Friday, July 21, 2006

Cellular Incivility

Cell phones are ubiquitous with good reason. A cell phone is a godsend in an emergency (as I found out after my car did a header off a slushy road a few winters ago), a great safety edge for teens, and an excellent way of staying reachable if need be. They do a lot of other semi-useful things, like taking pictures and accessing the internet, but one of the best cell phone features also seems to be the least-used: the OFF button. When the fuck are people going to start using it?!!?

Damn right, this is a Cell Phone Rant. And I have every reason to rant: as a customer-service person, I'm constantly subjected to cell phone abuse. In fact, Cell Phone Assholes have become #1 on my long and varied list of irritating customer types. CPAs shove their groceries at me while they yak it up on their fucking phones, and if I have a question for them ("Want a bag, Cell Phone Asshole?") it often takes 2 or 3 tries and a sharp rap on the counter to get their attention. Sometimes there are issues that need resolution ("Hey Cell Phone Asshole, you don't have sufficient funds.") so I, and everyone in line behind CPA, are held up while I try to get his attention, and then again while he looks for an alternate payment method.

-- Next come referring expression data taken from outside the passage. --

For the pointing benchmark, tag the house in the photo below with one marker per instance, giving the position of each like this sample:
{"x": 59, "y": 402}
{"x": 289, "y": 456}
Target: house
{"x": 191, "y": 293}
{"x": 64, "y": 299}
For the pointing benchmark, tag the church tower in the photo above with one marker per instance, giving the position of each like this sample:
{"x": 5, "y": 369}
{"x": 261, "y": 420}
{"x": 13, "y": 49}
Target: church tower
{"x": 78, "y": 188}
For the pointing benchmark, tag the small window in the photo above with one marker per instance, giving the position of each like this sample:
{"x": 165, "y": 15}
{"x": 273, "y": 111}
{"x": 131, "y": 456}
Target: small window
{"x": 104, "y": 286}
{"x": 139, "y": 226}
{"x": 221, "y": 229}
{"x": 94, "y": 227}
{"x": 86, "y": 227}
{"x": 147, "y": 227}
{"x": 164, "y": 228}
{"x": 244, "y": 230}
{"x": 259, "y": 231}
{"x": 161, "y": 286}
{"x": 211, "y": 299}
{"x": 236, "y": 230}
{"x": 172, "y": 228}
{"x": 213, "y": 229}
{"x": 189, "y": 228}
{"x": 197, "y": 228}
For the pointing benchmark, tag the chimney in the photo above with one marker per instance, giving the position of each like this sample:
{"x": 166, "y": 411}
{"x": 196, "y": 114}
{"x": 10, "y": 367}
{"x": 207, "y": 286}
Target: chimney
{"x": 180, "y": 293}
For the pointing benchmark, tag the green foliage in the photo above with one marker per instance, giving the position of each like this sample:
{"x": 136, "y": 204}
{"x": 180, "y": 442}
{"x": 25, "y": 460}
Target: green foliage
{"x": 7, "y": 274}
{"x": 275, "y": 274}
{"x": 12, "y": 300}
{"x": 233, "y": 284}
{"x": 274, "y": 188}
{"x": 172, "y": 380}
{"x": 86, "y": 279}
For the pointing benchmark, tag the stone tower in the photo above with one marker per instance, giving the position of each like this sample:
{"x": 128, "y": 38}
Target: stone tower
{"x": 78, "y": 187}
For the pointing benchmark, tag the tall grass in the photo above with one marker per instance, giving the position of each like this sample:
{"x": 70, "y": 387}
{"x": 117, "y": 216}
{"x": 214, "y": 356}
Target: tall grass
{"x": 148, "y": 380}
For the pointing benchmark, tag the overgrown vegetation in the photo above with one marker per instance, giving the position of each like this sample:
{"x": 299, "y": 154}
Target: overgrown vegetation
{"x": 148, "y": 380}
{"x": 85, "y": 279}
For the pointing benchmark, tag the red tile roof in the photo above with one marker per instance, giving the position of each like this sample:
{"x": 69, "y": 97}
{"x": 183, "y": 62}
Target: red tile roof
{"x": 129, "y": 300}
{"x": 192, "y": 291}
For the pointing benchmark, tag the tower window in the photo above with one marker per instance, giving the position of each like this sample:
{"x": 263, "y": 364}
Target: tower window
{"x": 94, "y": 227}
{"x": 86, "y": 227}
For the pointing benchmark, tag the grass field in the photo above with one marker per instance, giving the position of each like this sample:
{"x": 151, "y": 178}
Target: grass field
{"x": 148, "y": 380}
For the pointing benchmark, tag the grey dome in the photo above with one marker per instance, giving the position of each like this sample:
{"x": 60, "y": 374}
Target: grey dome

But my problem is not just that CPA is inconveniencing me and the other customers. It's that it's fucking rude.

Treating someone who is serving you as though they don't exist is rude. People wonder why store clerks don't seem to give a shit anymore? Being treated like you don't exist day in and day out has a way of lowering the needle on your Give-a-shit-ometer. I don't expect meaningful discourse with every customer (or any customer for that matter), but a "How are ya?" makes one feel a little less like a drone, and a little more like one gives a shit.

So this weekend I enacted my new policy for Cell Phone Assholes. If they don't hang up by the time their groceries are on the counter, I say "I'll let you finish your call", push all their groceries aside and move on to the next customer. I've already road-tested it, it works. And while it might get one fired, one really doesn't give a flying fuck.